А пастора так и не вызвали, и теперь измученная душа Ульне предстанет пред очами Господа неотмытою от грехов.
Печально.
- Господь пусть будет к ней милосерден, - Марта перекрестилась и, сняв со стула вязаную шаль, накинула на зеркало.
- Будет, - Освальд произнес это с таким убеждением, что Марта вздрогнула. - Надеюсь, ты сумеешь устроить достойные похороны? Полагаю, многие захотят попрощаться с дорогой матушкой.
Он поклонился.
А Ульне улыбнулась… нет, мертвецы не способны улыбаться, это свет скользнул по желтому лицу… свечи… две свечи осталось, этот не любит, когда яркий… и смотрит, не уходит, следит за каждым жестом Марты. Оттого она становится неловка… расправляет одеяло, укрывающее Ульне, собирает с пола иссохшие розы… надобно вызвать врача, чтобы выдал свое заключение…
…и Освальд позаботится, как иначе.
Он все-таки уходит, ступая беззвучно. И дверь закрывается мягко-мягко, вот только с той стороны ключ проворачивается. Марте не верят?
- Вот и что ты натворила, а?
Шаль съезжает с зеркала. Дурная примета. И хорошо бы зеркала вовсе повернуть к стене… он распорядится.
- Он же тебя… - Марта шмыгнула распухшим вдруг носом, а глупое сердце затрепыхалось быстро, судорожно, кольнуло под лопатку. - Он же… ты ему, как родная, а он…
Она без сил опустилась на кровать, сжимая в руках ту самую, вязаную шаль, от которой тонко пахло розами и подземельем… глупая, глупая Ульне…
…поверила.
И смеется. Лежит, смотрит сквозь пергаментные веки, и смеется.
Над чем?
Или Марта, по скудоумию своему, все ж не понимает чего-то? Чего? Уж не того ли, что сама болезнь эта, беспомощность, жизнь вне жизни, была унизительна для Ульне? Что со смертью она получила избавление, и от тяжести прошлого, и от призраков своих, и от кошмаров?

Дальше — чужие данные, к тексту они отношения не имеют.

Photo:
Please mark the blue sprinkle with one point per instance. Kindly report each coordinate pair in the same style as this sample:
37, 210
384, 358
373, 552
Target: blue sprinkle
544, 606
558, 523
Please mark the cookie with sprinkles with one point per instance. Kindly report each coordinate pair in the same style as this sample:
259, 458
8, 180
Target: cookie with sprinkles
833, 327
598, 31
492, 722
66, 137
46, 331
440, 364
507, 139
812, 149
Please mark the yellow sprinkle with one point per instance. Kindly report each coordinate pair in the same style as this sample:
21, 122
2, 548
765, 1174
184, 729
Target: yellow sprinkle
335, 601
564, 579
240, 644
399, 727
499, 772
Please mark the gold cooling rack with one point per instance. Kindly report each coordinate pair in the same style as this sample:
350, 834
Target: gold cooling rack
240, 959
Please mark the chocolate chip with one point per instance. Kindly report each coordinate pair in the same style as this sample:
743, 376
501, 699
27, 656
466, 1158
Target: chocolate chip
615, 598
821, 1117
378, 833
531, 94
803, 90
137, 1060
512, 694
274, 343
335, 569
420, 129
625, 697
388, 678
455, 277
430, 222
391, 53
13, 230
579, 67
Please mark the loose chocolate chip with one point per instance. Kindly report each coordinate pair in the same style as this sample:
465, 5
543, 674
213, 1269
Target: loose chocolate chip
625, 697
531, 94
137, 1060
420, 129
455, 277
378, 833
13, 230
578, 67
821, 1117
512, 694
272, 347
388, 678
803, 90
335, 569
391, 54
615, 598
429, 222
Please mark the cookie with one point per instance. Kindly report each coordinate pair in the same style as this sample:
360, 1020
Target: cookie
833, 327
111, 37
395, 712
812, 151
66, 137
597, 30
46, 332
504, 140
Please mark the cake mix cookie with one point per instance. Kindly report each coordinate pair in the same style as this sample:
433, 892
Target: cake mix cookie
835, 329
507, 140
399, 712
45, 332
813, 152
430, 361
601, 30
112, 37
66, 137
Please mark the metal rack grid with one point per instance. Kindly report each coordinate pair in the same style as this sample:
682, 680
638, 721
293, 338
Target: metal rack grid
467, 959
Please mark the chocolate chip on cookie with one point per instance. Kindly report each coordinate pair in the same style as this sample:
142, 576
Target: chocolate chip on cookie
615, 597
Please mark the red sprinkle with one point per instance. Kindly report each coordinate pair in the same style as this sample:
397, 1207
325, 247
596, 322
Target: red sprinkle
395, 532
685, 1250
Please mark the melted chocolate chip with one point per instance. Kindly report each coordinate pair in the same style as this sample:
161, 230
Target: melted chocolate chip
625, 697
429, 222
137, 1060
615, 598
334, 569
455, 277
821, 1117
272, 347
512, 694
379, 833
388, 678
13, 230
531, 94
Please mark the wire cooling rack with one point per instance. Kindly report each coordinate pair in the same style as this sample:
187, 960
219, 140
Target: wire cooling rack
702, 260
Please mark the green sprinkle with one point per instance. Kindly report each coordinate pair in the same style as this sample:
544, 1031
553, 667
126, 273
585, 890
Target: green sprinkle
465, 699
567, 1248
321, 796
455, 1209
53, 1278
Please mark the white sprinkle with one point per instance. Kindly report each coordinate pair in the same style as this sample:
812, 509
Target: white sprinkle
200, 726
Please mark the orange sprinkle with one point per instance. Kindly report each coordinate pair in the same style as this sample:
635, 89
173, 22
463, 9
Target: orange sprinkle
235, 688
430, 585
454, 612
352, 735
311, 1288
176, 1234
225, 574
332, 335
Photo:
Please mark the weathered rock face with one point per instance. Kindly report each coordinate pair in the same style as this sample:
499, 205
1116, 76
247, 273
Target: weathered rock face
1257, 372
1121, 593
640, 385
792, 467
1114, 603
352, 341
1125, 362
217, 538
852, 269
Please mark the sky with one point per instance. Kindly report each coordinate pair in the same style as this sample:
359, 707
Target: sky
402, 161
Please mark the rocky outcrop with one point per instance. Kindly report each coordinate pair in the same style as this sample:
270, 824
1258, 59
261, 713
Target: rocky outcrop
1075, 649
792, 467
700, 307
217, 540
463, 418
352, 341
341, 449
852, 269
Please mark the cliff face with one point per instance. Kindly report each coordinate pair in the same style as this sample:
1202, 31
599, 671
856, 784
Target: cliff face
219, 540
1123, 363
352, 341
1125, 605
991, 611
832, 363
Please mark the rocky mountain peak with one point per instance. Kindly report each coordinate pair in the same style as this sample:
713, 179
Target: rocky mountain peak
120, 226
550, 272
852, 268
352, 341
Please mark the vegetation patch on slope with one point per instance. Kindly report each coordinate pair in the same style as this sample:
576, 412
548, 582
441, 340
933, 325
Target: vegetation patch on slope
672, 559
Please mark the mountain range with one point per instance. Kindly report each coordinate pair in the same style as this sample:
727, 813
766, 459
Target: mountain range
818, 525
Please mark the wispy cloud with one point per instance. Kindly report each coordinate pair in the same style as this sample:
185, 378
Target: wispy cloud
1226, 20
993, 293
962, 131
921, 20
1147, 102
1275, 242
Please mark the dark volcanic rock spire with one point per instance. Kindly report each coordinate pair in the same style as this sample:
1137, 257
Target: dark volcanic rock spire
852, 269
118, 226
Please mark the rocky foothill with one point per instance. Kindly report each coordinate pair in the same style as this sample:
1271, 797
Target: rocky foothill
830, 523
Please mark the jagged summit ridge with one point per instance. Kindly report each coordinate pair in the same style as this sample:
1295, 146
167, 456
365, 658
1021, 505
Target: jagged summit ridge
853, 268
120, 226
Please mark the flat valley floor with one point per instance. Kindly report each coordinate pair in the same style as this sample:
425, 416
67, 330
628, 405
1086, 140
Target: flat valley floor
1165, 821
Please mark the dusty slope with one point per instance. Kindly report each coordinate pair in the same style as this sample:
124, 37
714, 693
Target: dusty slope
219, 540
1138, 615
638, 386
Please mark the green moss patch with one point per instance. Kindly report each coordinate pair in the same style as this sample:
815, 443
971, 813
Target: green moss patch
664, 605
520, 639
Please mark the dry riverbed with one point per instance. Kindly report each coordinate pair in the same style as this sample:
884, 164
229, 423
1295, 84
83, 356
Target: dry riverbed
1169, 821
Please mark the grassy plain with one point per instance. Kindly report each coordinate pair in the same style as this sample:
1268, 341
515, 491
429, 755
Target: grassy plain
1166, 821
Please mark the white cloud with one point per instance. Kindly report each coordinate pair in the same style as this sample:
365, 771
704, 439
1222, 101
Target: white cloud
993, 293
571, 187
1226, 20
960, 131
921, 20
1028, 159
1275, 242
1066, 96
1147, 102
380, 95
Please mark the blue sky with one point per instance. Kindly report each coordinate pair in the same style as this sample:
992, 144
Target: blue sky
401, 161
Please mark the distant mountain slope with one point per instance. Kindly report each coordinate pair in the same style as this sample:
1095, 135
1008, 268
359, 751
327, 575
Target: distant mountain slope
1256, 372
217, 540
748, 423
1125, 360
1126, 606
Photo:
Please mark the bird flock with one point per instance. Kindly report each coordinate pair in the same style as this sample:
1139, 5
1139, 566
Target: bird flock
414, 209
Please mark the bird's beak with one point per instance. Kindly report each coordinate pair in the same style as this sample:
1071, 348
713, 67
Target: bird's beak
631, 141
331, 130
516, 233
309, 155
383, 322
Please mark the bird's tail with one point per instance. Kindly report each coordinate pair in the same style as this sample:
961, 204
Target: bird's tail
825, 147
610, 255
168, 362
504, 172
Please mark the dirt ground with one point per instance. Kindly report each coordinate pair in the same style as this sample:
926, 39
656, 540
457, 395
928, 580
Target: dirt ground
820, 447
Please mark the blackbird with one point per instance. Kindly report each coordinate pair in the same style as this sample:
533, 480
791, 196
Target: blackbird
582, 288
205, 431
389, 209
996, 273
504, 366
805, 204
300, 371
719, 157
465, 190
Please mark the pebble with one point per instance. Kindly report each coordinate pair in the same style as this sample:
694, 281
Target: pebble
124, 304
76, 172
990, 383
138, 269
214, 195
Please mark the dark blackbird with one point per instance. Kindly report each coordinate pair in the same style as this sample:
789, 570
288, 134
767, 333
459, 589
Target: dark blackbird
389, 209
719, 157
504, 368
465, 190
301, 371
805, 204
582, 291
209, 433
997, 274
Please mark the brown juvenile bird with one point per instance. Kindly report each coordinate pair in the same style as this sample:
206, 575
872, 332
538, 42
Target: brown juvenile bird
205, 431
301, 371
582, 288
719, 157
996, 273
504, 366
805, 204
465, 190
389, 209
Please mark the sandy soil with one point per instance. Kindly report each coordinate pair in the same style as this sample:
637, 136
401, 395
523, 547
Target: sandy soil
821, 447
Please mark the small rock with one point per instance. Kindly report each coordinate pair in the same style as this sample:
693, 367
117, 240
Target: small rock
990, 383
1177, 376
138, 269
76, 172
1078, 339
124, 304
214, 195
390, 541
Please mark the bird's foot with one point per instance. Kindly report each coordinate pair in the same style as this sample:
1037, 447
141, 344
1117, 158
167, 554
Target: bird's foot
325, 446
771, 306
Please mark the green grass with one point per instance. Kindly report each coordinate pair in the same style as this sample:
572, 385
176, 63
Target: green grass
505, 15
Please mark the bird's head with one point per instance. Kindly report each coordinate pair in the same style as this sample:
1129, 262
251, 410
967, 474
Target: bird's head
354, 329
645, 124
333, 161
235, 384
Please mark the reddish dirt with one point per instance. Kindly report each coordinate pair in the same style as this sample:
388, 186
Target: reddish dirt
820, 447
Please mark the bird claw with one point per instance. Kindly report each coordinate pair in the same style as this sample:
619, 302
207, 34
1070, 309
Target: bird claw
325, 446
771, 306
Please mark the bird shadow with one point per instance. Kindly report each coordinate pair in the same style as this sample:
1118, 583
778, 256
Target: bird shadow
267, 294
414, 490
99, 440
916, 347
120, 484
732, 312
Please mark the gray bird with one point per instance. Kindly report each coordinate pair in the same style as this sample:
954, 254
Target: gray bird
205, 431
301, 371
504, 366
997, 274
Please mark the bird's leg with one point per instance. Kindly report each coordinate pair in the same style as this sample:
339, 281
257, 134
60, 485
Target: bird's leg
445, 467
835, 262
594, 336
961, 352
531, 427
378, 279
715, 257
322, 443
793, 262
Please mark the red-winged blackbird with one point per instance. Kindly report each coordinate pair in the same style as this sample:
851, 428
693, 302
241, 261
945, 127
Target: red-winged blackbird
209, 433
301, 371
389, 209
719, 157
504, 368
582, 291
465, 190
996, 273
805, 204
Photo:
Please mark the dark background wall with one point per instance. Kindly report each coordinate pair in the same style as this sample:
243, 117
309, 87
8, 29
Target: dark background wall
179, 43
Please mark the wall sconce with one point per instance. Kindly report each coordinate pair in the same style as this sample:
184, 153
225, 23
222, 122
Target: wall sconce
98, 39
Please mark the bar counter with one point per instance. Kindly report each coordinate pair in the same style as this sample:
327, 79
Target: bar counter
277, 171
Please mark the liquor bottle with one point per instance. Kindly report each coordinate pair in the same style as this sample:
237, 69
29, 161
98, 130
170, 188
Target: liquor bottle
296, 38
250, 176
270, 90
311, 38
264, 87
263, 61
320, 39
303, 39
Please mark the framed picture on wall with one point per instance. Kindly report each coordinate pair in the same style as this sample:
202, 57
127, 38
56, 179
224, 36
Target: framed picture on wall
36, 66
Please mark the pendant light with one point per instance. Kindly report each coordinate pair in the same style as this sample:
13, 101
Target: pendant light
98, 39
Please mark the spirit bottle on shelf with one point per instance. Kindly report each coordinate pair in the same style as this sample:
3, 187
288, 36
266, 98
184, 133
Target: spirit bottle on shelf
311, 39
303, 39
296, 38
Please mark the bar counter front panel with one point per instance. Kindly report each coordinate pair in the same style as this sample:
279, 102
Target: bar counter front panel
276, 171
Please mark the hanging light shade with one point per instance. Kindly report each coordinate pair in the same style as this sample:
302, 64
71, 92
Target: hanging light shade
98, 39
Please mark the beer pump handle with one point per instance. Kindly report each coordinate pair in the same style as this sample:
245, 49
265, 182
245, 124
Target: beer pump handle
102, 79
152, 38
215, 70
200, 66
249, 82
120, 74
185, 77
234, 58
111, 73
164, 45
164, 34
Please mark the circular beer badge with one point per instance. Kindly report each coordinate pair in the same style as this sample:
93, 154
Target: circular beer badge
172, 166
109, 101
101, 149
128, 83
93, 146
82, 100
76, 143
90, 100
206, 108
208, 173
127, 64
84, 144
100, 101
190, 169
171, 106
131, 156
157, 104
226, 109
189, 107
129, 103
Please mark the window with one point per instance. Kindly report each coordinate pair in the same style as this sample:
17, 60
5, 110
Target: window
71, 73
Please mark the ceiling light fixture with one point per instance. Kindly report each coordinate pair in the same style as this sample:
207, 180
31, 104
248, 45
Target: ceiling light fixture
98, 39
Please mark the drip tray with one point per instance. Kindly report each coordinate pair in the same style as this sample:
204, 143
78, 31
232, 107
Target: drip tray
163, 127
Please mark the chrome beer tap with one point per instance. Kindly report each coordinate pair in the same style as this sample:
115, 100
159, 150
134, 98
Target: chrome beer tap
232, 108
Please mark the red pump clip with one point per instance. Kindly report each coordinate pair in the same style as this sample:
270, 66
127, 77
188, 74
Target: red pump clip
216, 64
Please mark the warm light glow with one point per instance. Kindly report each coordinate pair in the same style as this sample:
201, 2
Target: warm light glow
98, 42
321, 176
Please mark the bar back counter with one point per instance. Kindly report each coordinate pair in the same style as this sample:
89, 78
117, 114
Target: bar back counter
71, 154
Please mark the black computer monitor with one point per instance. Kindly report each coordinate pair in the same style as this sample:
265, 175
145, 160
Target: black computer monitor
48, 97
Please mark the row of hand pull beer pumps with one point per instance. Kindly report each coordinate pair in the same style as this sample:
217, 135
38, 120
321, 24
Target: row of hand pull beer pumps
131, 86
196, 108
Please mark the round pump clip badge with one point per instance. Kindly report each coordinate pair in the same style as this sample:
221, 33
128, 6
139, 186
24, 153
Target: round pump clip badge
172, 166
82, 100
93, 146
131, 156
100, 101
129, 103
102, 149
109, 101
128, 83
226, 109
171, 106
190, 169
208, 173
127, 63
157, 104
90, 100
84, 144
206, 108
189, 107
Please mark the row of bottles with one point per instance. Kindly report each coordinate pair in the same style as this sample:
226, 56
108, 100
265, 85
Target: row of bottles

И теперь, стоя за чертою зеркала, глядела на Марту.
Насмехалась.
Глупая… какая уж есть, а все одно слезы градом сыплются… жизнь закончилась… и пусть этот не убил сразу, но… сколько еще позволит? А может, и вправду к лучшему оно? Исчезнут заботы, суета, которая отвлекает Марту от собственного безумия.
Будет лишь покой.
Вечный покой… и она, встав на колени перед кроватью - распухли колени, и с трудом выдерживают вес немалый - сложила руки.
А молитв-то Марта не помнит…
…с матушкой-то проговаривала, каждый вечер перед сном. И утром тоже, до того, как пойти в лавку… в лавке первым делом окна отворяла, выветривала тяжкий смрадный дух, какой остается от залежавшегося мяса. И наново, насухо вытирала прилавок. Проверяла, радуясь тишине, весы, и литые, блестящие гири расставляла… на фунт. И на два… массивная пятерка, обвязанная веревочной петелькой. И вовсе неподъемная десятка, которую Марта вытирала платком.